How to experiment entity detection with models (advanced)?

With a sufficient number of annotations available, the goal is to create and  experiment with models with the help of pre-configured and state-of-the-art machine or deep learning algorithms. The models learn from existing annotations. Models need to be compared in order to select the best one for automating this task in the future on new documents.

  • Go to Model Experiments view
  • Split dataset
    • We recommend to generate train/test metadata on the dataset to create train/test datasets that can be easily be compared when using different experiments. 
    • Alternatively use the “Shuffle: true” parameter. This parameter creates a random split at each training run. Changes in training success may then come from properties of these random splits, especially when the number of documents is small.
  • Create a new experiment
  • Select the algorithm for the experiment
  • Show advanced parameters
  • Adjust the training options
  • Adjust the algorithm training parameters (see also What are word embeddings?)

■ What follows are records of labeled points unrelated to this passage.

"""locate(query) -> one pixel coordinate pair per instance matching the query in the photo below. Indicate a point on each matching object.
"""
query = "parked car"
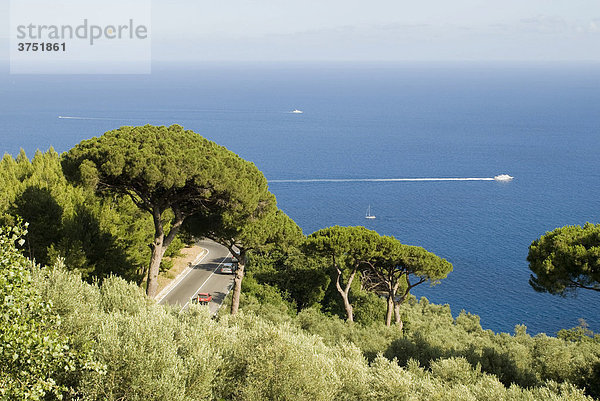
(227, 268)
(202, 298)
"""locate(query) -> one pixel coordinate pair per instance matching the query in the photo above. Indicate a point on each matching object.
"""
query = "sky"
(370, 31)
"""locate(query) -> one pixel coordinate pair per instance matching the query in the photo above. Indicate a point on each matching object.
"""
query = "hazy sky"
(374, 30)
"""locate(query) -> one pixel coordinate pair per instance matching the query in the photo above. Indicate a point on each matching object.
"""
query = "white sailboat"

    • Select “Embeddings” when appropriate to benefit from pre-computed semantic properties of words such as BERT transformers or flair embeddings. Adding embeddings will in many cases increase the quality but will also result in a longer computation time for the training of the model.
  • Save your experiment
  • Launch the model experiment
  • Evaluate the overall quality of the models and the quality for each model by ticking the quality tick-box.
  • You can select different options to evaluate the quality of the models: F-measure, precision, recall and number of examples. 
  • Improve the labels of the dataset with a low quality by focusing your annotation efforts on these weaker labels.